Hydrogen gas protects against ovariectomy-induced osteoporosis by inhibiting NF-κB activation

Objectives: Osteoporosis is a prevalent condition among postmenopausal women, and lacks satisfactory therapeutic options. Hydrogen (H-2) has been shown to be effective in alleviating many diseases. This study aimed to investigate the effects of H-2 on inhibiting osteoclastogenesis and bone loss in ovariectomized mice. Methods: Osteoclast differentiation from Raw264.7 cells was induced with receptor activator NF-kappa B ligand (RANKL) with or without 60% H-2. The number and resorption activity of osteocalsts were assessed by tartrate-resistant acid phosphatase staining and pit formation assay, respectively. The expression of osteoclast markers and NF-kappa B phosphorylation were detected by western blot. NF-kappa B nuclear translocation was assessed by immunofluorescence. NF-kappa B transcriptional activity was analyzed by luciferase assay.

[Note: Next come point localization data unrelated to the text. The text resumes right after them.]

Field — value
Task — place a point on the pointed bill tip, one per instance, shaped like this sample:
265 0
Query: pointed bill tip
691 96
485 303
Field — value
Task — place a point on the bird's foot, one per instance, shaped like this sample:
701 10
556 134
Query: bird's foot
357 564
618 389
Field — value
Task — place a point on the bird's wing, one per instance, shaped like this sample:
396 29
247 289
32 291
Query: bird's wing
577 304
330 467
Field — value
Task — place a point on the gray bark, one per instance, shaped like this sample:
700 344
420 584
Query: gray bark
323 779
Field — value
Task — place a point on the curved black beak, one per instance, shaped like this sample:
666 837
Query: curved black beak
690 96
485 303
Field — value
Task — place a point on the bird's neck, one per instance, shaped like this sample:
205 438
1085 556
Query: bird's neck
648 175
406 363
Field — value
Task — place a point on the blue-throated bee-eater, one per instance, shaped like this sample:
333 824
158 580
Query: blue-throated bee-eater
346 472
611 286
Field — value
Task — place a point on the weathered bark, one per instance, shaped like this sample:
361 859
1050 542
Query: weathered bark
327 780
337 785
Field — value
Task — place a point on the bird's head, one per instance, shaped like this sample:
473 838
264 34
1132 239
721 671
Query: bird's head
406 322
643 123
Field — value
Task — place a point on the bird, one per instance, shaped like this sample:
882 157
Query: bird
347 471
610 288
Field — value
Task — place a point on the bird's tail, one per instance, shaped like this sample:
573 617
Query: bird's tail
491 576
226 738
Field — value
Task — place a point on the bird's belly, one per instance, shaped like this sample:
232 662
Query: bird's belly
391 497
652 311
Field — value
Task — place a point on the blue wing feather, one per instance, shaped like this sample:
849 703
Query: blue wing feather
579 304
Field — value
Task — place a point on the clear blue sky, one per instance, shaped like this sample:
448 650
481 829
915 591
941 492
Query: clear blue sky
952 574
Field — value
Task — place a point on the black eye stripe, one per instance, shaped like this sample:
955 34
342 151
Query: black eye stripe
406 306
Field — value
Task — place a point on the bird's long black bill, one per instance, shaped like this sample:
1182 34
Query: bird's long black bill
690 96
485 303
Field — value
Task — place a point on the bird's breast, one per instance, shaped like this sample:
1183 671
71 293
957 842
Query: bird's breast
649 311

Bone loss in mice was induced by ovariectomy (OVX). OVX mice were given either regular air or 60% H-2. Bone structure was analyzed by micro-computed tomography and hematoxylin and eosin staining. Cytokine levels were measured by enzyme-linked immunosorbent assay. The data were analyzed with one-way or two-way ANOVA followed by Bonferroni post hoc tests. Results: H-2 did not have any measurable effect on the proliferation of Raw264.7 cells. The number of osteoclasts and size of resorption pits of RANKL+H-2-treated cells were 3 to 4 times less than RANKL treated cells. The expression of osteoclast marker genes of RANKL+H-2-treated cells was 30% to 60% lower than RANKL-treated cells (P < 0.05). H-2 markedly inhibited RANKL-induced activation, nuclear translocation, and transcriptional activity of NF-kappa B (P < 0.05, RANKL+H-2 vs RANKL). The amount and density of trabecular bone and bone mineral density of ovariectomized mice were significantly less than sham-operated mice (P < 0.05 OVX vs sham). The amount of trabecular bone and bone mineral density of OVX mice that inhaled H-2 were more than 40% higher, whereas the levels of serum proinflammatory cytokine interleukin 1 beta, IL-6, and tumor necrosis factor-alpha were more than 50% lower than those of OVX mice (P < 0.05). Conclusions: These results demonstrated that H-2 could be an effective therapeutic agent of postmenopausal osteoporosis.